Project statistics as a leaderboard.

Downloads

2

Readme

Leaderboard

This visualization produces project statistics as a leaderboard, similar to GitLab's DevOps Score, previously known as Conversational Development Index.

Configuration

Copy the file lib/config.json to config.json and adjust environmental settings in that file. The following configuration items are known:

  • visualization_url: The URL to the visualization hub. This may include a protocol and domain name, but does not need to in case all the visualizations and the leaderboard are hosted on the same domain (for example in a development environment). The remainder is a path to the root of the visualizations, where the dashboard is found and every other visualization has sub-paths below it.
  • path: The relative path at which the leaderboard is made available on the server. This can remain the default . to work just fine.

Data

The data for the sprint report can be analyzed and output through runs of scripts from the data-analysis repository upon a collection of Scrum data in a Grip on Software database.
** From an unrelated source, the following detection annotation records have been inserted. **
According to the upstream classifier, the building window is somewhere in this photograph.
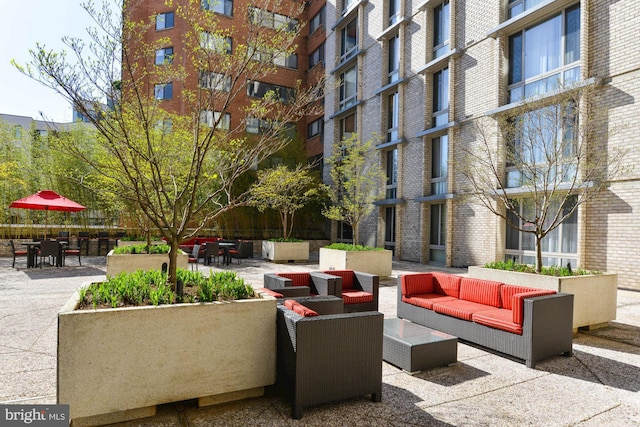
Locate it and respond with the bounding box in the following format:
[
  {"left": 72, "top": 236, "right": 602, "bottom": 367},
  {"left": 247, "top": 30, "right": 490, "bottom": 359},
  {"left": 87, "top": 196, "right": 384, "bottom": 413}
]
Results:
[
  {"left": 307, "top": 117, "right": 324, "bottom": 138},
  {"left": 387, "top": 34, "right": 400, "bottom": 83},
  {"left": 340, "top": 67, "right": 358, "bottom": 110},
  {"left": 156, "top": 12, "right": 173, "bottom": 30},
  {"left": 156, "top": 47, "right": 173, "bottom": 65},
  {"left": 200, "top": 31, "right": 233, "bottom": 55},
  {"left": 388, "top": 0, "right": 400, "bottom": 27},
  {"left": 198, "top": 71, "right": 231, "bottom": 92},
  {"left": 431, "top": 134, "right": 449, "bottom": 194},
  {"left": 505, "top": 199, "right": 578, "bottom": 267},
  {"left": 431, "top": 68, "right": 449, "bottom": 127},
  {"left": 247, "top": 80, "right": 295, "bottom": 103},
  {"left": 339, "top": 114, "right": 356, "bottom": 140},
  {"left": 429, "top": 203, "right": 447, "bottom": 264},
  {"left": 309, "top": 6, "right": 325, "bottom": 35},
  {"left": 433, "top": 0, "right": 449, "bottom": 59},
  {"left": 385, "top": 148, "right": 398, "bottom": 199},
  {"left": 340, "top": 18, "right": 358, "bottom": 62},
  {"left": 508, "top": 5, "right": 580, "bottom": 102},
  {"left": 387, "top": 92, "right": 400, "bottom": 142},
  {"left": 200, "top": 110, "right": 231, "bottom": 130},
  {"left": 505, "top": 105, "right": 578, "bottom": 188},
  {"left": 154, "top": 83, "right": 173, "bottom": 99},
  {"left": 200, "top": 0, "right": 233, "bottom": 16},
  {"left": 309, "top": 43, "right": 324, "bottom": 69},
  {"left": 507, "top": 0, "right": 544, "bottom": 19}
]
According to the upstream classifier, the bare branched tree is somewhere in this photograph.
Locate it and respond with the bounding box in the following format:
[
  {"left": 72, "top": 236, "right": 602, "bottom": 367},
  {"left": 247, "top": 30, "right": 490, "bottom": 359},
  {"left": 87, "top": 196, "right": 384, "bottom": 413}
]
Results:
[
  {"left": 458, "top": 83, "right": 624, "bottom": 272},
  {"left": 20, "top": 0, "right": 318, "bottom": 283}
]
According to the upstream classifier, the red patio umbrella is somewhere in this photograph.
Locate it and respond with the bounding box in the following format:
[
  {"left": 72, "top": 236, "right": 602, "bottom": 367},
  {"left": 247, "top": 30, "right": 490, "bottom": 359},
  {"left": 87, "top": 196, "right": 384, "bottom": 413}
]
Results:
[{"left": 9, "top": 190, "right": 86, "bottom": 237}]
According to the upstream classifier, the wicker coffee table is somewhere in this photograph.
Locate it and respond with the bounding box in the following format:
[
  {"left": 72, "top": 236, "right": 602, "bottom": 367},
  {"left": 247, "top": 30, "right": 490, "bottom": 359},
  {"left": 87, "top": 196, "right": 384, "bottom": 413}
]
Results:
[{"left": 382, "top": 319, "right": 458, "bottom": 372}]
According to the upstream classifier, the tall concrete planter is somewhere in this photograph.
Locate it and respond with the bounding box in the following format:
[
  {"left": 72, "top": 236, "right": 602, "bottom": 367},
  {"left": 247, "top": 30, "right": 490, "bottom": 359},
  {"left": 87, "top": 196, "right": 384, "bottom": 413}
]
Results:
[
  {"left": 57, "top": 295, "right": 276, "bottom": 425},
  {"left": 320, "top": 248, "right": 393, "bottom": 277},
  {"left": 107, "top": 250, "right": 189, "bottom": 277},
  {"left": 262, "top": 240, "right": 309, "bottom": 262},
  {"left": 469, "top": 267, "right": 618, "bottom": 330}
]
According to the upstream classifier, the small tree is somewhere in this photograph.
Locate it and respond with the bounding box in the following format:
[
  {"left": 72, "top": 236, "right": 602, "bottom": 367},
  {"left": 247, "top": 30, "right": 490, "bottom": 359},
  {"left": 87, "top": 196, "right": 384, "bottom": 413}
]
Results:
[
  {"left": 250, "top": 165, "right": 321, "bottom": 240},
  {"left": 458, "top": 84, "right": 624, "bottom": 273},
  {"left": 322, "top": 133, "right": 385, "bottom": 245}
]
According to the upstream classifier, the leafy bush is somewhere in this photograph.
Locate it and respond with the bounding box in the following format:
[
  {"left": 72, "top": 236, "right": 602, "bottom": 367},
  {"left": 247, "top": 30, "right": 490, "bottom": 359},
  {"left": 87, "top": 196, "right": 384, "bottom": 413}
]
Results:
[
  {"left": 484, "top": 260, "right": 599, "bottom": 277},
  {"left": 325, "top": 243, "right": 384, "bottom": 251},
  {"left": 80, "top": 269, "right": 254, "bottom": 308},
  {"left": 113, "top": 243, "right": 171, "bottom": 255}
]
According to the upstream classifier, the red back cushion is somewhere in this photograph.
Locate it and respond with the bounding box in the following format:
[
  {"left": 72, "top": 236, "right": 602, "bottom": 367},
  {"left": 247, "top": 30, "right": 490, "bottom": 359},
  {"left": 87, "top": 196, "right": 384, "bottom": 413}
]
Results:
[
  {"left": 460, "top": 277, "right": 502, "bottom": 308},
  {"left": 431, "top": 271, "right": 462, "bottom": 298},
  {"left": 324, "top": 270, "right": 355, "bottom": 289},
  {"left": 276, "top": 272, "right": 311, "bottom": 286},
  {"left": 400, "top": 273, "right": 433, "bottom": 297},
  {"left": 284, "top": 299, "right": 318, "bottom": 317}
]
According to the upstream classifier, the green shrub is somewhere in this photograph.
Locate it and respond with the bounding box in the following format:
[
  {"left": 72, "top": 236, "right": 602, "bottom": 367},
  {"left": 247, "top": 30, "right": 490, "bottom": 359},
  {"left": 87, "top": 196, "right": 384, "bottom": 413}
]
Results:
[
  {"left": 325, "top": 243, "right": 384, "bottom": 251},
  {"left": 80, "top": 269, "right": 254, "bottom": 308}
]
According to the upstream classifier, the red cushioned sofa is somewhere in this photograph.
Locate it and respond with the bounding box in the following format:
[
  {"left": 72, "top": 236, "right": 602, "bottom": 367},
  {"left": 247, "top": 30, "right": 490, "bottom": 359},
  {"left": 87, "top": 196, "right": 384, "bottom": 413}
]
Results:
[{"left": 398, "top": 272, "right": 573, "bottom": 368}]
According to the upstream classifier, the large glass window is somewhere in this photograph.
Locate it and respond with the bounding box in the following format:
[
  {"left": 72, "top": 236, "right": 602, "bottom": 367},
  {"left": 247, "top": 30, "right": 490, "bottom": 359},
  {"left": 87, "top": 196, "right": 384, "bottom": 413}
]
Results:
[
  {"left": 433, "top": 0, "right": 449, "bottom": 58},
  {"left": 387, "top": 35, "right": 400, "bottom": 83},
  {"left": 340, "top": 18, "right": 358, "bottom": 62},
  {"left": 387, "top": 92, "right": 400, "bottom": 142},
  {"left": 340, "top": 67, "right": 358, "bottom": 110},
  {"left": 505, "top": 199, "right": 578, "bottom": 267},
  {"left": 200, "top": 0, "right": 233, "bottom": 16},
  {"left": 385, "top": 148, "right": 398, "bottom": 199},
  {"left": 156, "top": 12, "right": 173, "bottom": 30},
  {"left": 431, "top": 134, "right": 449, "bottom": 194},
  {"left": 508, "top": 5, "right": 580, "bottom": 102},
  {"left": 431, "top": 68, "right": 449, "bottom": 127},
  {"left": 429, "top": 203, "right": 447, "bottom": 264}
]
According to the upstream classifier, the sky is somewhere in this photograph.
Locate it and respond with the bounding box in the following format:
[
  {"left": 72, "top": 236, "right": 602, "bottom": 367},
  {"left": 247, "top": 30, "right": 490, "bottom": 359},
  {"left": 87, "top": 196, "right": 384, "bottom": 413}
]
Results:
[{"left": 0, "top": 0, "right": 99, "bottom": 122}]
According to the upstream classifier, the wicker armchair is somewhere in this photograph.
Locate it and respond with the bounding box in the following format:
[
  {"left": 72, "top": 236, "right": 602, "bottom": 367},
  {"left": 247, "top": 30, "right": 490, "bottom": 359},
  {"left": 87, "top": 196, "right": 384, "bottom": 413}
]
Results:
[
  {"left": 324, "top": 270, "right": 380, "bottom": 313},
  {"left": 264, "top": 272, "right": 339, "bottom": 297},
  {"left": 278, "top": 297, "right": 383, "bottom": 419}
]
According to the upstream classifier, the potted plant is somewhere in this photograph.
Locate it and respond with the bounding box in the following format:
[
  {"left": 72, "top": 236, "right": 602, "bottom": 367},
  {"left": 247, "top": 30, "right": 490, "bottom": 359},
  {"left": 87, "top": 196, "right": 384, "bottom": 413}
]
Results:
[
  {"left": 250, "top": 165, "right": 322, "bottom": 262},
  {"left": 469, "top": 261, "right": 618, "bottom": 331},
  {"left": 57, "top": 269, "right": 276, "bottom": 425},
  {"left": 320, "top": 134, "right": 393, "bottom": 276},
  {"left": 107, "top": 244, "right": 189, "bottom": 277}
]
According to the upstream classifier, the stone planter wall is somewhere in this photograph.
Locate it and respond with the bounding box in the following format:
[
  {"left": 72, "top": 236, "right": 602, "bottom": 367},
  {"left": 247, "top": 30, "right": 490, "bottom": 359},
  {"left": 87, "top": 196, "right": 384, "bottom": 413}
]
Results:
[
  {"left": 320, "top": 248, "right": 393, "bottom": 277},
  {"left": 107, "top": 251, "right": 189, "bottom": 277},
  {"left": 57, "top": 295, "right": 276, "bottom": 426},
  {"left": 262, "top": 240, "right": 309, "bottom": 262},
  {"left": 469, "top": 267, "right": 618, "bottom": 330}
]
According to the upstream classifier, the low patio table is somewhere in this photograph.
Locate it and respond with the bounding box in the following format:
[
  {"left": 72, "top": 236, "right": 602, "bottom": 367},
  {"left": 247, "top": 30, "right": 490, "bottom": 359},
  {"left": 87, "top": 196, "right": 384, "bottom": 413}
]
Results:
[{"left": 382, "top": 318, "right": 458, "bottom": 373}]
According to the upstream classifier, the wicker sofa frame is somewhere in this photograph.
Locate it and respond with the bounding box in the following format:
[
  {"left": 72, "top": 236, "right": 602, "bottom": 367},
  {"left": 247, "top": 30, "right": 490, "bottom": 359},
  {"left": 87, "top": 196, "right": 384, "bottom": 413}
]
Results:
[
  {"left": 397, "top": 277, "right": 573, "bottom": 368},
  {"left": 277, "top": 297, "right": 384, "bottom": 419}
]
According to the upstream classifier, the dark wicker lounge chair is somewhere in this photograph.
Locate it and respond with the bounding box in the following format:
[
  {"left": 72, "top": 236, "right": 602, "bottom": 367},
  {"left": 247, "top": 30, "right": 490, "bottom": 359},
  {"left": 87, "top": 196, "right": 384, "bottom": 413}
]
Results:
[{"left": 278, "top": 297, "right": 383, "bottom": 419}]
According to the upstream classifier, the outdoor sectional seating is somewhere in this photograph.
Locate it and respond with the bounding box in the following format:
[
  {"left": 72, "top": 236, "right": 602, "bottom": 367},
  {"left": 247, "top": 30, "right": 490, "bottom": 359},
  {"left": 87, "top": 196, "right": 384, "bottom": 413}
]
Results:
[
  {"left": 277, "top": 296, "right": 384, "bottom": 419},
  {"left": 397, "top": 272, "right": 573, "bottom": 368}
]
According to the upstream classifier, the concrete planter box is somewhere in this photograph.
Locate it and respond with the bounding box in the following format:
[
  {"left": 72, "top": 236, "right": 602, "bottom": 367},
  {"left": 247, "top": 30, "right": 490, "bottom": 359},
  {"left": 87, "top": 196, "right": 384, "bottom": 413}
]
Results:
[
  {"left": 262, "top": 240, "right": 309, "bottom": 262},
  {"left": 57, "top": 294, "right": 276, "bottom": 426},
  {"left": 107, "top": 250, "right": 189, "bottom": 277},
  {"left": 469, "top": 267, "right": 618, "bottom": 331},
  {"left": 320, "top": 248, "right": 393, "bottom": 277}
]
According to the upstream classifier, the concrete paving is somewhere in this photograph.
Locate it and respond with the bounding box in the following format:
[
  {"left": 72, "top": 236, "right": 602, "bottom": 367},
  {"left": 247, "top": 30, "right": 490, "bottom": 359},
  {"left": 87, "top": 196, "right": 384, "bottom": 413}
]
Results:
[{"left": 0, "top": 254, "right": 640, "bottom": 427}]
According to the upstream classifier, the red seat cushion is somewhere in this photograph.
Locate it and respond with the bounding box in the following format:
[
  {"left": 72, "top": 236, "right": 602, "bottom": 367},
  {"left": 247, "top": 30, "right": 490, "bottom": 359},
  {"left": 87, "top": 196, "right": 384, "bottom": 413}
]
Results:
[
  {"left": 323, "top": 270, "right": 355, "bottom": 291},
  {"left": 431, "top": 271, "right": 462, "bottom": 298},
  {"left": 471, "top": 308, "right": 522, "bottom": 335},
  {"left": 400, "top": 273, "right": 433, "bottom": 297},
  {"left": 276, "top": 272, "right": 311, "bottom": 286},
  {"left": 402, "top": 294, "right": 456, "bottom": 310},
  {"left": 460, "top": 277, "right": 502, "bottom": 308},
  {"left": 342, "top": 289, "right": 373, "bottom": 304},
  {"left": 433, "top": 300, "right": 493, "bottom": 321}
]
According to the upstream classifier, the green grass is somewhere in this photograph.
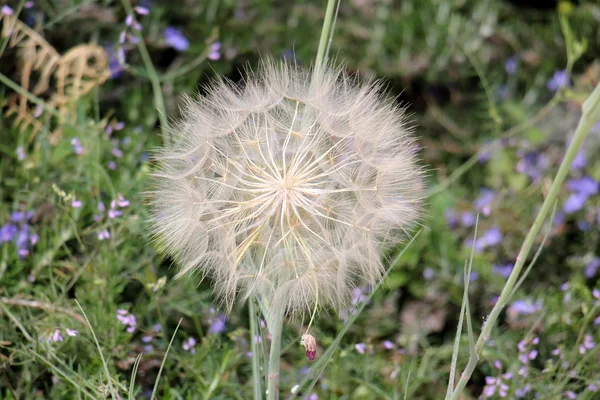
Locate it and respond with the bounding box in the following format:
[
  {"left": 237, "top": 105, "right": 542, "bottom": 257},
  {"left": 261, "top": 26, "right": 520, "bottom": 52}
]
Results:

The features.r script in that repository has options to export the project data in the JSON format that is expected by the leaderboard (for an example, see the Collect step in the Jenkinsfile). The entire data collection must be placed in the public/data directory.

Running

The visualization can be built using Node.js and npm by running npm install and then either npm run watch to start a development server that also refreshes browsers upon code changes, or npm run production to create a minimized bundle. The resulting HTML, CSS and JavaScript is made available in the public directory.

This repository also contains a Dockerfile specification for a Docker image that can perform the installation of the app and dependencies, which allows building the visualization within there. The Jenkinsfile contains appropriate steps for a Jenkins CI deployment, including data collection and visualization building.